Prece: Senhor, a noite veio e a alma é vil. (Mensagem, Fernando Pessoa)

Mensagem, Fernando Pessoa

Segunda Parte - Mar Português

 



 

XII

PRECE

 






5





10


Senhor, a noite veio e a alma é vil.
Tanta foi a tormenta e a vontade!
Restam-nos hoje, no silêncio hostil,
O mar universal e a saudade.

Mas a chama, que a vida em nós criou,
Se ainda há vida ainda não é finda.
O frio morto em cinzas a ocultou:
A mão do vento pode erguê-la ainda.

Dá o sopro, a aragem – ou desgraça ou ânsia –,
Com que a chama do esforço se remoça,
E outra vez conquistemos a Distância –
Do mar ou outra, mas que seja nossa!

 

Fernando Pessoa, Mensagem. Lisboa: Parceria António Maria Pereira, 1934 (Lisboa: Ática, 10ª ed. 1972).  - 73. Disponível em: http://arquivopessoa.net/textos/92

 

__________
Glossário:
remoça (verso 10) – rejuvenesce.
vil (verso 1) – desprezível, indigna.

  

Texto de apoio:

«Prece» é o título do poema com que a Segunda Parte da obra termina. O tom de súplica, que o atravessa, em consonância, aliás, com o próprio título, exprime a dor da incerteza em relação ao futuro de Portugal. Um Portugal caracterizado como «alma vil», «silêncio hostil», em suma, como o país decadente que o último poema da obra – «Nevoeiro» – há de pincelar com tintas ainda mais negras. Um Portugal indolente que contrasta com a «tormenta e a vontade» que foi o Portugal das Descobertas.

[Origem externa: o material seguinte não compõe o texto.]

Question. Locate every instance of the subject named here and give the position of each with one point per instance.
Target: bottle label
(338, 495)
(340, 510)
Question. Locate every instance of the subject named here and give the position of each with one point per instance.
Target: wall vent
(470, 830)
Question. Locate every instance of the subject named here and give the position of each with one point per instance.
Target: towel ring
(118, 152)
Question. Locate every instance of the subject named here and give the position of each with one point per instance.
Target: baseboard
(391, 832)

O empenhamento colectivo precisa do estímulo que a «desgraça» ou a «ânsia» da alma insatisfeita representam; precisa dessa perdida febre de navegar, dessa «busca de quem somos. Na distância / De nós», de que o poema «Noite» (Terceira Parte da Mensagem) faz a apologia.

Não resulta, por isso, indiferente que este poema de 12 versos seja o 12.° e último da Segunda Parte. Ao apelo à mobilização coletiva que o percorre não é alheio o ciclo completo (simbologia do número Doze) que se cumpriu com o mar, e que se apresenta como «a lição do ter sido». Falta-nos cumprir o poder vir a ser que essa lição do passado profeticamente anuncia, como fica explícito logo no primeiro dos poemas desta parte da obra: «Cumpriu-se o Mar, e o Império se desfez. / Senhor, falta cumprir-se Portugal!» (Mensagem, «O Infante»)

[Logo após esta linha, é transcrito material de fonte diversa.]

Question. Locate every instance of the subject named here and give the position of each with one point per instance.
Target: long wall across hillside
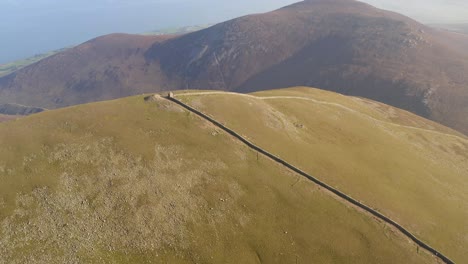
(342, 195)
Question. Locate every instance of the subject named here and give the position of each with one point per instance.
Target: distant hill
(11, 67)
(4, 118)
(141, 180)
(459, 28)
(8, 68)
(338, 45)
(14, 109)
(177, 30)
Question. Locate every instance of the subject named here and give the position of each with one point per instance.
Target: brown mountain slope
(106, 67)
(339, 45)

Os versos que terminam o poema «Prece», numa esotérica circularidade do tempo e do espaço, reenviam-nos precisamente para a necessidade de cumprir esse futuro adivinhado do passado, que foi a posse dos mares: «E outra vez conquistemos a Distância – / Do mar ou outra, mas que seja nossa!»

(Dicionário da Mensagem, Artur Veríssimo, Porto, Areal Ed., 2000, pp. 113-114)





I - Questionário sobre o poema “Prece”, de Fernando Pessoa:

1. Enquadre o poema na estrutura da obra a que pertence.

2. Apresente marcas discursivas e lexicais que justifiquem o título do poema.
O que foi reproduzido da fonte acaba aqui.